Namun, situasinya menjadi dilematis. Pasalnya, di satu sisi, pemerintah yang berkuasa memperoleh pendapatan dari perjudian tersebut. Setiap rumah judi ataupun pesta-pesta yang menyelenggarakan perjudian, diharuskan menyerahkan semacam pajak kepada pemerintah Batavia.
Masalah lain yang juga sering muncul ke permukaan pada abad 17 adalah konflik antar pemeluk agama. Hal ini terjadi antara penganut Kristen dan Katolik. Kala itu para pendeta Kristen terang-terangan menolak misi yang dijalankan oleh pemuka agama Katolik. (hal. 239-254). Bahkan tanpa segan mereka menganggap ibadah ataupun ritus yang dipimpin oleh pemuka Katolik dianggap ilegal.
Hal yang harus dicatat mengenai hubungan antar pemeluk agama pada masa kolonial adalah kenyataan Islam yang terus berkembang dan memegang peranan penting. Bahkan kemudian pemerintah Hindia Belanda lebih membuka kesempatan untuk perkembangan Islam ketimbang agama Katolik.
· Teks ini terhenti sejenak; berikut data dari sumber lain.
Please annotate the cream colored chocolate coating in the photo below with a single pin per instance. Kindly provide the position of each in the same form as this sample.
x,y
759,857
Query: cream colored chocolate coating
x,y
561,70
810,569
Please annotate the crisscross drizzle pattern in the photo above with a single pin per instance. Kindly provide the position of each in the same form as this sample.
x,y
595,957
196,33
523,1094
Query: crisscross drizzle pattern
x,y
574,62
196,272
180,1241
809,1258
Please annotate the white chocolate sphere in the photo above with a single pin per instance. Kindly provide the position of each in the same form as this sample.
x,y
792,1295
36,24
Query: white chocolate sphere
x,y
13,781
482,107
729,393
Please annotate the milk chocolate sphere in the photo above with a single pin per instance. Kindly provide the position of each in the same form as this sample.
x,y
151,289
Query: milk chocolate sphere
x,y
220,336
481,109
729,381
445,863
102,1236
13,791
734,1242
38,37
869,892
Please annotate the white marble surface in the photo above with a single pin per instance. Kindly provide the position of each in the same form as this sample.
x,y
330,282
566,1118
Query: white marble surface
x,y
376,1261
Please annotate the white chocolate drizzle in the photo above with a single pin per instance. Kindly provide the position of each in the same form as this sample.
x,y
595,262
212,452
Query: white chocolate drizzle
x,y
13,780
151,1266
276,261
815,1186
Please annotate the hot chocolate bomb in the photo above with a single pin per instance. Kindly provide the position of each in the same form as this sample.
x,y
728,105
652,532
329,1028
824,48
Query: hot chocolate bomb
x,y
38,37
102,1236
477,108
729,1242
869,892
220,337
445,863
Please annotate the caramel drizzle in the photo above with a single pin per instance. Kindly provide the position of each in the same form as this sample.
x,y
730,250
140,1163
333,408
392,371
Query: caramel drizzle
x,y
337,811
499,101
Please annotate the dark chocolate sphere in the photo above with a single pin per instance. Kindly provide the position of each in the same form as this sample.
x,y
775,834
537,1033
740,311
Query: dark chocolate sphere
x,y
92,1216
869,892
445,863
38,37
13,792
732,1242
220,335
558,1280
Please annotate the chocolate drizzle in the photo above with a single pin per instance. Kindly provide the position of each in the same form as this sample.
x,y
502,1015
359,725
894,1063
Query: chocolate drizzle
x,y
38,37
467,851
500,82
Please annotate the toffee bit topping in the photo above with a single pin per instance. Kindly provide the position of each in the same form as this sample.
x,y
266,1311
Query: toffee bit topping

Pada halaman 217-220 bahkan disampaikan bahwa Islam tidak dianggap sebagai “bahaya”, sebaliknya banyak ulama Islam yang dianggap dapat bekerja sama dengan pemerintah. Hal ini menunjukkan bahwa Islam memiliki posisi khusus.
Hal berbeda dialami oleh praktik-praktik relijius yang dilakukan oleh etnis Cina. Dalam buku ini praktik keagamaan yang dilakukan oleh etnis Cina cenderung dianggap membuat keributan. Tidak mengherankan jika pemerintah perlu untuk melarang kegiatan tersebut.
Buku ini menarik untuk memahahami kehidupan masyarakat kolonial Batavia. Sayangnya, catatan yang banyak didasarkan pada dokumen administrasi pemerintahan ini, tidak diformulasi dengan cara yang lebih cair. Padahal cara yang lebih cair akan membuat pembaca lebih asyik mengikuti “perjalanan ke masa lalu” ini.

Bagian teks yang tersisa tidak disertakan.